Acompanhamento médico

O acompanhamento médico precoce é fundamental para evitar complicações maiores. Portanto, a prevenção continua sendo a melhor estratégia durante o período de inverno. Dessa forma, a Vigilância em Saúde da Sesau monitora atentamente o cenário epidemiológico. Finalmente, a conscientização dos cidadãos ajuda a reduzir a pressão no sistema.

A Sesau alerta que todos os vírus preocupam, e entre as síndromes respiratórias, cada um tem o seu perfil de gravidade. O rinovírus é causador do resfriado comum, considerado o mais frequente e também pode levar a óbito em situações específicas. Por outro lado, a influenza provoca mais mortes entre adultos jovens, pessoas com comorbidades e idosos.

Já o vírus sincicial respiratório é mais perigoso para crianças menores de 2 anos. A Vigilância destaca que as temperaturas mais baixas tendem a elevar os casos de gripes, resfriados e também de quadros mais graves, especialmente entre idosos, gestantes, crianças e pessoas com comorbidades.

Vacina disponível

Apesar das estratégias da Sesau, o índice de vacinação contra influenza segue abaixo do esperado, registrando 30,7% de cobertura dos grupos prioritários. A vacina reduz complicações, risco de internação e óbito por influenza, mas depende da adesão desse público.

“A vacina contra influenza é fundamental. Precisamos que a população que faz parte do público prioritário faça a adesão, procure as unidades de saúde para se imunizar.
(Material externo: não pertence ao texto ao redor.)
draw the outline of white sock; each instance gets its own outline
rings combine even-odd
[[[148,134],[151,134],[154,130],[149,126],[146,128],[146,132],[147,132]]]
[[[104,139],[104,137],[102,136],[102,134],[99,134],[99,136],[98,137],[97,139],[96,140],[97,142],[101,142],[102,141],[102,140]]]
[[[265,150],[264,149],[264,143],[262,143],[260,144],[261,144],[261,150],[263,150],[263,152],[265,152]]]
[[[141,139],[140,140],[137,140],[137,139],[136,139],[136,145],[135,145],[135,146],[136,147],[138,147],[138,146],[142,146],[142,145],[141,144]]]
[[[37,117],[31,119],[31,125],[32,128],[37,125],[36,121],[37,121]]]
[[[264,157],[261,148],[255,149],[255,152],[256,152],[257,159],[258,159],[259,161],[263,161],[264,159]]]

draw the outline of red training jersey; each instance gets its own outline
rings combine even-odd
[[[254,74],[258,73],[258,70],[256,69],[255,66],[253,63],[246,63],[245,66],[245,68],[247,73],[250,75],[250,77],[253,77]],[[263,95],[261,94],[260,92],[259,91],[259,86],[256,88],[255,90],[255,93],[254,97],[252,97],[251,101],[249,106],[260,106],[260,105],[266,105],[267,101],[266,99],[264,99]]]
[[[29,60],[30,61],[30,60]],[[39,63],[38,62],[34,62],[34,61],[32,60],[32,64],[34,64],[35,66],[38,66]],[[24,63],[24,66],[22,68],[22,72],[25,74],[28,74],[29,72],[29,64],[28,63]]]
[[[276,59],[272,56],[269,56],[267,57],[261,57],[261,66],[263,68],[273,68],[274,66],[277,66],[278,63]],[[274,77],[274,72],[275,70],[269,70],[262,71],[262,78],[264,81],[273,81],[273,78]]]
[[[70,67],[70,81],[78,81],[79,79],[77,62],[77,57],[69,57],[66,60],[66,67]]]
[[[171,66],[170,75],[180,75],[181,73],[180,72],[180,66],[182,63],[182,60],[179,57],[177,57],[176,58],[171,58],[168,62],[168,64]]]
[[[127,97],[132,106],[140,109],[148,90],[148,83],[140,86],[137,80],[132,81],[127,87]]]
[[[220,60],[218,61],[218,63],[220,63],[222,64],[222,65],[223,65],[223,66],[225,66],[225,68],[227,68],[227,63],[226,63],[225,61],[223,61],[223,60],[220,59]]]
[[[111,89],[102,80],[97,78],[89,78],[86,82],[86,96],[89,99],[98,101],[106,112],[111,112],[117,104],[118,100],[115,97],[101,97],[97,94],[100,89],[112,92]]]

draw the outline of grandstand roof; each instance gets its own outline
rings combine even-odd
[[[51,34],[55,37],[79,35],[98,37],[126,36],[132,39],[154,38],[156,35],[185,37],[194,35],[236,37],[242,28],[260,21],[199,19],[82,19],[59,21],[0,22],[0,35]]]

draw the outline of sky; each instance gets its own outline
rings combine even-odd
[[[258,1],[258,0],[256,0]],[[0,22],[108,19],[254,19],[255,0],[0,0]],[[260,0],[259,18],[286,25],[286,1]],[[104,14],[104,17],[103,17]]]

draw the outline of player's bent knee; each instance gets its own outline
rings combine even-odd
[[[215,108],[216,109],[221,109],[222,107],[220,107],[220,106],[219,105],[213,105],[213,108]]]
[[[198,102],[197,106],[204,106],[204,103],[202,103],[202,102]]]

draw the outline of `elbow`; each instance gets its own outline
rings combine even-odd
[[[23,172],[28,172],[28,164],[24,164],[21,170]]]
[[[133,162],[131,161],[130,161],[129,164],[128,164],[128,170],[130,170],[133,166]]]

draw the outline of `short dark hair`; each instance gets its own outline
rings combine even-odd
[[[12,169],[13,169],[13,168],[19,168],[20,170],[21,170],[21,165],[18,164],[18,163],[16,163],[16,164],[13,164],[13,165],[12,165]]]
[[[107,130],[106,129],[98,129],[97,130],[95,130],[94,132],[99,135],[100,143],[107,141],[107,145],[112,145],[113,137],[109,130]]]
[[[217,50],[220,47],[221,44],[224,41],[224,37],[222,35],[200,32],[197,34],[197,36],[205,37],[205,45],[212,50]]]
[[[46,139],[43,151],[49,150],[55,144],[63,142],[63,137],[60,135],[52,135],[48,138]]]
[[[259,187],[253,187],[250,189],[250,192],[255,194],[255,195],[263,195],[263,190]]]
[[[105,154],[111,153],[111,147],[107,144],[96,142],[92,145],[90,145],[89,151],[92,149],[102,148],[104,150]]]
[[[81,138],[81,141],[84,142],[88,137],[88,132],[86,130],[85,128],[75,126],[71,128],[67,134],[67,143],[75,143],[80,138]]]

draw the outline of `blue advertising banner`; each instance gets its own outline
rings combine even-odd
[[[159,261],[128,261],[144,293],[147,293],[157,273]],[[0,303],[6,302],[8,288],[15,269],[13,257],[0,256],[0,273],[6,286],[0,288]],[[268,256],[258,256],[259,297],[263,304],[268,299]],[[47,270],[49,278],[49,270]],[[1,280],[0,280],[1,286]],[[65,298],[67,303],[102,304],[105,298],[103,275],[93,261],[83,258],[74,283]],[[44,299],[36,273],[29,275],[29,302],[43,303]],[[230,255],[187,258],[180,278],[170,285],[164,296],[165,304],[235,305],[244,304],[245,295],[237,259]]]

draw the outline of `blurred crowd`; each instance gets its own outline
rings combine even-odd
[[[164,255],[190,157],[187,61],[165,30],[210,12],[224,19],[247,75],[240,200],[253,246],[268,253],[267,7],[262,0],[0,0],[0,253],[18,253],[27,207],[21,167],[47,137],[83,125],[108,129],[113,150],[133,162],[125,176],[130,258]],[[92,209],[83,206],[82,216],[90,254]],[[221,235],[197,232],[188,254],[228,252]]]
A vacina tem justamente esse papel, de reduzir as complicações”, salienta Veruska Lahdo.

A ampliação da vacinação para outros grupos depende de determinação do Ministério da Saúde e do envio de doses pelo Programa Nacional de Imunizações. “Nosso interesse é ampliar o mais rápido possível, mas aguardamos orientações do Ministério para que isso ocorra na Capital”, completa.

A baixa adesão à vacinação contra a influenza agrava o cenário. Mesmo com as estratégias e campanhas já realizadas pela prefeitura, a cobertura vacinal segue abaixo do esperado entre os grupos prioritários e, por isso, as autoridades reforçam o alerta.

Enquanto isso, a orientação é manter os cuidados básicos, como higienização frequente das mãos, uso de máscaras em caso de sintomas gripais, evitar locais fechados com aglomeração e atenção aos sinais de agravamento, principalmente em pessoas mais vulneráveis.

Além disso, a Sesau enfatiza que, crianças, idosos, gestantes, puérperas e pessoas com comorbidades devem procurar a unidade de saúde mais próxima para se imunizar.